I then lovingly and considerately added: “I hope you’re not eating lunch just now.”
I’m not really sure about the purpose of the 100 foreskins. I’m extrapolating from Bob Brier’s lecture series on Egyptology in which he points out that Egypt was “a nation of accountants” that kept track of everything, including kills of the enemy which they verified by collecting right hands.
Charles Israel, who wrote the book Rizpah, misses that nuance entirely, and just writes about the obscenity of Saul’s request. Rizpah was one of Saul’s concubines. She is mentioned only twice in scripture, but because I had previously read that work of historical fiction, I knew all about her when she came up in the rotation, much to the surprise of my offspring. That book works from the same set of facts as the Bible, yet manages to paint Saul as the wronged hero and David the ambitious upstart, his “treachery” covered up by “lying scribes.” I was surprised at how easy it was to do, and by extension, how any tale can be told from a different point of view. Rizpah being Saul’s concubine, she is not overly disposed to be kind towards David.
Alas, the way we insist upon sanitizing everything, when she came up in the Bible gems she was lauded for her great love of God’s law, beating away the birds and critters so they wouldn’t devour the corpses of her dead impaled sons, as though absent God’s law, she wouldn’t have batted an eyelash.
Then [Saul] handed them over to the Gibʹe·on·ites, and they hung their dead bodies on the mountain before Jehovah.
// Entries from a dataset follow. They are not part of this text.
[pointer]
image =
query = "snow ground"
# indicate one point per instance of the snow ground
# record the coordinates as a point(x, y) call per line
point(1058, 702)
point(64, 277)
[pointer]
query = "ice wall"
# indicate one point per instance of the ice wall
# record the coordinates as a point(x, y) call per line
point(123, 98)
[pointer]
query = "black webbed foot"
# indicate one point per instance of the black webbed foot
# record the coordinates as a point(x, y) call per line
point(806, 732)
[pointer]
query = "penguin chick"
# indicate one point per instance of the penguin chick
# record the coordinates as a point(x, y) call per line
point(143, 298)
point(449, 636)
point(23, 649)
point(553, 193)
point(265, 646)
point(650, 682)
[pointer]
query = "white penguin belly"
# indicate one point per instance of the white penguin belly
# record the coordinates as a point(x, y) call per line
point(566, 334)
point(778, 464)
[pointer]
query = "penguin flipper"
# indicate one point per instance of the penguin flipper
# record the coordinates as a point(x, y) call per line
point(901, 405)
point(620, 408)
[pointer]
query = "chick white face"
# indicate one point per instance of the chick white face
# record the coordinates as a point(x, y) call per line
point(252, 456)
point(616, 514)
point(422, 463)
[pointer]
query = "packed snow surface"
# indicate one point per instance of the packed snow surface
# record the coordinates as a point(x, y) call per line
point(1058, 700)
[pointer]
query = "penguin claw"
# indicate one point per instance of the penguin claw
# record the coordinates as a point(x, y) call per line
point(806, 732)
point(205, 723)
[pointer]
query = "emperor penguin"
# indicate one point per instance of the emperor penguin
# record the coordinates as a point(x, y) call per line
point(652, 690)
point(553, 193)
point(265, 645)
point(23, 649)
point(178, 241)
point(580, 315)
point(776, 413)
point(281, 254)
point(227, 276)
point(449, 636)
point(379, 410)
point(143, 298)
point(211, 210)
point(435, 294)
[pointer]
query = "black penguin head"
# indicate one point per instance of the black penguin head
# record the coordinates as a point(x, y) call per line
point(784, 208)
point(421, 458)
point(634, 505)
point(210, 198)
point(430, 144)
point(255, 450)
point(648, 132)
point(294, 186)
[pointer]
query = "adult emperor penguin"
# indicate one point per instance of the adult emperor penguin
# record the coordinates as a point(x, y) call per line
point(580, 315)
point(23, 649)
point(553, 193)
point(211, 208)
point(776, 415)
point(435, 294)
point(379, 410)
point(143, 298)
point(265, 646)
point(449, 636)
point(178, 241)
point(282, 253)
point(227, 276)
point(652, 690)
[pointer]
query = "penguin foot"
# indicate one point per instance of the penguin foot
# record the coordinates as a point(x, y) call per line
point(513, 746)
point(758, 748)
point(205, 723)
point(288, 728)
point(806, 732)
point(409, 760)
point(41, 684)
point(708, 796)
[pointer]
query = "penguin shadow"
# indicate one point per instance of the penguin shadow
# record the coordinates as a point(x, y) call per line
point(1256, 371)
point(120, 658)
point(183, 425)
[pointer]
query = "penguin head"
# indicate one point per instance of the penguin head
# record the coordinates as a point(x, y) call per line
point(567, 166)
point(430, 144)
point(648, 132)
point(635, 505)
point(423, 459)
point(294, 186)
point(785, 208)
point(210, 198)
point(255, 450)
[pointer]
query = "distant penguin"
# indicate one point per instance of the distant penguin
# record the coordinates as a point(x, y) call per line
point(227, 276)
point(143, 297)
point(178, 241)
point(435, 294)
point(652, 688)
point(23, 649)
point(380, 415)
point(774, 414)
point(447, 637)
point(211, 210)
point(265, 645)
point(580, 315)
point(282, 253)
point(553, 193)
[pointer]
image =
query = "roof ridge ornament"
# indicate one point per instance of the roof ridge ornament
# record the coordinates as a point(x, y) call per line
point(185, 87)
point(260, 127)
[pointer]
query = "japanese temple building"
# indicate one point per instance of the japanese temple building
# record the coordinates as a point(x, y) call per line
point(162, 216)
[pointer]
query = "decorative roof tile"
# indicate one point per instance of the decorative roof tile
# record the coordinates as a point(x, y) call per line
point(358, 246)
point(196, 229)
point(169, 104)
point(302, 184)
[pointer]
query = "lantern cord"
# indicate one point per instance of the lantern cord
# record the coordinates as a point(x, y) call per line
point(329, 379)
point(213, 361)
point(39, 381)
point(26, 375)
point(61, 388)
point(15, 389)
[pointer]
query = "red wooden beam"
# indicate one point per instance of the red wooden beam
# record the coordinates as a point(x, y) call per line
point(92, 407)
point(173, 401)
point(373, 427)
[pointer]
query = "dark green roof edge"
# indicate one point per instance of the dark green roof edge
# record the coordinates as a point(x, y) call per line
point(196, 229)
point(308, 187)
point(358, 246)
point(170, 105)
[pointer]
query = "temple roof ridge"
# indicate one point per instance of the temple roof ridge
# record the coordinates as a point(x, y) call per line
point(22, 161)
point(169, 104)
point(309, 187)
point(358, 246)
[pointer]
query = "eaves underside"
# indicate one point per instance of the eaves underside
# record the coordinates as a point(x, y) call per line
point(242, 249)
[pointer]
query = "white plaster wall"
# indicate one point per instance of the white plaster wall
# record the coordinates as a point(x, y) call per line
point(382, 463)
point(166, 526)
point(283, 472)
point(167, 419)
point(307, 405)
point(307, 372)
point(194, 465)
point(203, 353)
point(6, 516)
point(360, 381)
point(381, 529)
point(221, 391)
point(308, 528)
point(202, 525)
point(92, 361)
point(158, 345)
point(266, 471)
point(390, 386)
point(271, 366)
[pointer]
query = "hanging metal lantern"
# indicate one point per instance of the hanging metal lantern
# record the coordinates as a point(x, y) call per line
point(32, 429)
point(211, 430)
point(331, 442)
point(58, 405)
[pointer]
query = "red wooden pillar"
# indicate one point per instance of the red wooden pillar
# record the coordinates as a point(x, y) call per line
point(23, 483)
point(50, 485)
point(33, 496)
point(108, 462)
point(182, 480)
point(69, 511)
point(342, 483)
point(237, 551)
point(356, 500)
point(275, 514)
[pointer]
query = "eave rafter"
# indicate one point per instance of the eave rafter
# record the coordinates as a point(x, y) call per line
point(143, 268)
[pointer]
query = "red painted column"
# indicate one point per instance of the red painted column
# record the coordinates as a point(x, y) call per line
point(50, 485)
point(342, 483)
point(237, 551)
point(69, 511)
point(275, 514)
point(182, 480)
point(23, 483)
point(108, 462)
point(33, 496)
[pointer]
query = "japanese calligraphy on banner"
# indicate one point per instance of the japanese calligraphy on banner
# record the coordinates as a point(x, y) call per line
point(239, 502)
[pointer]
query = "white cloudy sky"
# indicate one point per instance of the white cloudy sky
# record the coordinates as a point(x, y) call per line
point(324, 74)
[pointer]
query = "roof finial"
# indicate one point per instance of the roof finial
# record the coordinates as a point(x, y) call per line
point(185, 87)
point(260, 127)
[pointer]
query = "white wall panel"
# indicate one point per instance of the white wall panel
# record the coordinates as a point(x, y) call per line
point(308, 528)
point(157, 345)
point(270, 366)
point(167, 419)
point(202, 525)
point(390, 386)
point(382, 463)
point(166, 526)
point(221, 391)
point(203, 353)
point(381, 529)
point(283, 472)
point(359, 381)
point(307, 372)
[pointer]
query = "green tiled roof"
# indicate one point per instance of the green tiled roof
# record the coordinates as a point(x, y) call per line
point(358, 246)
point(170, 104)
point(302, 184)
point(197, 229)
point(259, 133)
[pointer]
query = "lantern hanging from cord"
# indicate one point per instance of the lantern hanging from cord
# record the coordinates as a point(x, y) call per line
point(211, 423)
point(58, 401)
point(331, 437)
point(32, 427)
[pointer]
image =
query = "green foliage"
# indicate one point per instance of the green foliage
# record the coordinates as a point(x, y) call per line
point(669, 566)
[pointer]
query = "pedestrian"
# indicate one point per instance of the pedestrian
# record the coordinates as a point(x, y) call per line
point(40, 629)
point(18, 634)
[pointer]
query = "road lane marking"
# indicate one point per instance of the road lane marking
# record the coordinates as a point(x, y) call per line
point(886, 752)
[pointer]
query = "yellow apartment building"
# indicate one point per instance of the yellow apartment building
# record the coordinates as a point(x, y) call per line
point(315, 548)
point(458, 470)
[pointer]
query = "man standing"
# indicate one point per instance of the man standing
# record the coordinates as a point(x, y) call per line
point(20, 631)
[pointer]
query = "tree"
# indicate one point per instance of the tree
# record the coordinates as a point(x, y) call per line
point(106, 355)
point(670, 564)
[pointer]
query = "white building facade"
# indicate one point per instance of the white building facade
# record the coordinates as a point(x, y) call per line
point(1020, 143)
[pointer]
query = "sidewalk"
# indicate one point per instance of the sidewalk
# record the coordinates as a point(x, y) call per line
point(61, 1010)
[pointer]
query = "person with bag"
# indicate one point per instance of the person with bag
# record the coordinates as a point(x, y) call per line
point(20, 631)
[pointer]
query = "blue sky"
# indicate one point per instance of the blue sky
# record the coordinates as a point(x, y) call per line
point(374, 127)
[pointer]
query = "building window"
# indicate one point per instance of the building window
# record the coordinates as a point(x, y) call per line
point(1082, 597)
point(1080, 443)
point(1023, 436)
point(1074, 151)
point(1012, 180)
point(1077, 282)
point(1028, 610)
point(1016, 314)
All seven of them died together; they were put to death in the first days of harvest, at the start of the barley harvest. Then Rizʹpah the daughter of Aʹiah took sackcloth and spread it out on the rock from the start of harvest until rain poured down from the heavens on the bodies; she did not allow the birds of the heavens to land on them by day nor the wild beasts of the field to come near by night. (2 Samuel 21:9-10)
They were her sons. She probably went mad.